My last planned race was to be the 200 breaststroke:

I got to race next to a TXLA teammate, Robert Hughes, and he was giving me tips almost all the way out onto the bulkhead (the movable, spanning structure that straddles the entire width of the pool and that supports the weight of the blocks, timers, athelets, and officials). I was in lane eight, so I could only look to the left (eg, lane seven) to see any form of human life (eg, to see where I stood in relation to at least ONE competitor). Robert already had me by half a pool-length by the time Robert touched for his 50. I felt OK through the first 100, and then it hit me as to why they call it a "200"... because one has to swim 100 MORE yards!!! :-) My turns became even more ragged; I was too close to the water surface when pushing off the wall. Ande's assistance was useful, but it in no way had become "second nature" so soon.

However, the "2" in the right-most column in the above set of results means I earned TWO POINTS!!!! for the team! These are my first, official points ever won by myself in an organized meet!. Ok, Ok... I know... "settle down"... but... heh... I know I won them because the field was so small (eg, there weren't even eight competitors (in my age-group) for the 200-breast)... but... heh... "points is POINTS" ! :-)

...and, I have to apologize to Ed Coates for this, but I swam my last race using Ed's name. It was the 200-free-relay, and I wasn't scheduled to participate, but Ed's poor intra-day health led him to go home early... and allowed me to swim a relay. My relay-mates, Brad, Henry, and Robert, concluded I should lead off the relay, which would remove the chance of me disqualifying ("DQ'ing") the team due to mis-timing the "hand-off" between relay-mates. I led off with a "stellar" ;-) 37.54 for the 50-free. My goggles loosened as I broke the water-plane, and so I could not easily see the oncoming wall. It appeared to be close.. then far away.. then close... ...and I just thought of how stupid (and painful) it would be to misjudge the wall. I'd either run into it and crack my skull... or I'd do a flip-turn and having nothing to push off of. The touch-pads on each end of pool were neon-yellow, so there was no excuse regarding "visual target capability"... it's just that there was too much water inside my goggles. Luckily (and maybe due to the thousands of times I've done flip-turns after 25 strokes (uh... I mean... "yards") ;-) ... I guess one has a feel of where the wall should be. My water-angel was looking out for me. In any event, it REALLY is more fun swimming on a relay team; there's an amplification of the notion of Team; one wants to do well for the others.. not for one's self.

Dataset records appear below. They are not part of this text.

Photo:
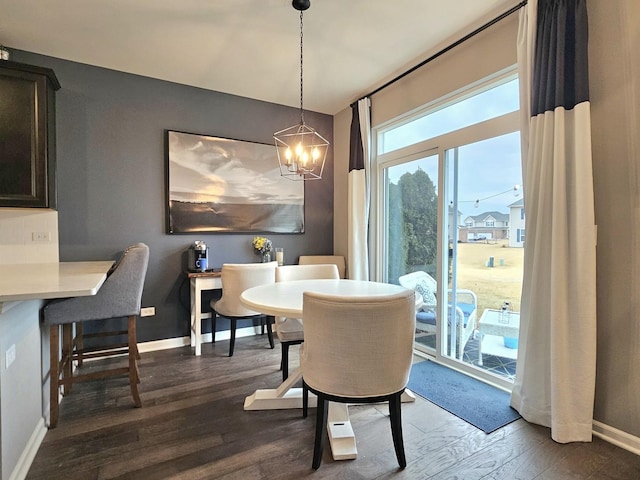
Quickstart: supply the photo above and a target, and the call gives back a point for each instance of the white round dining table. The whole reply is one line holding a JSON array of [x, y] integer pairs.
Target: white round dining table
[[285, 299]]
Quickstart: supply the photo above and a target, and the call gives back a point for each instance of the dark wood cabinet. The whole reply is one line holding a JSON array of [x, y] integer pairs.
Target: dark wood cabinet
[[27, 135]]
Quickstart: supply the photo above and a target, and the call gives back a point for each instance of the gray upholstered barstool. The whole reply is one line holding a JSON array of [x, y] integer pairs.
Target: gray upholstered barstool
[[120, 296]]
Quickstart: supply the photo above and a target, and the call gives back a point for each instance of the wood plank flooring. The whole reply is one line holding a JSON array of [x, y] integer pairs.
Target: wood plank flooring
[[192, 426]]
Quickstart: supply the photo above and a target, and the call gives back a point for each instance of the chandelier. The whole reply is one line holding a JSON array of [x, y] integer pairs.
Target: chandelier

Well, that was my day at the University of Houston... at my first organized swim meet. I played the wrong sports in high school; my high school "do-over" would contain: "swimming, basketball, and golf" ... or "cross-country, swimming, and basketball"... or "swimming, basketball, and volleyball"... hmm... I guess I'm not going to solve that "do-over" now... so... I'll just focus on what I can do: and that's trying to improve at swimming.... NOW!

Oh yeah... here are the relay results:

I guess a "38-second fifty" was good enough to help TXLA score ten points! yowsa!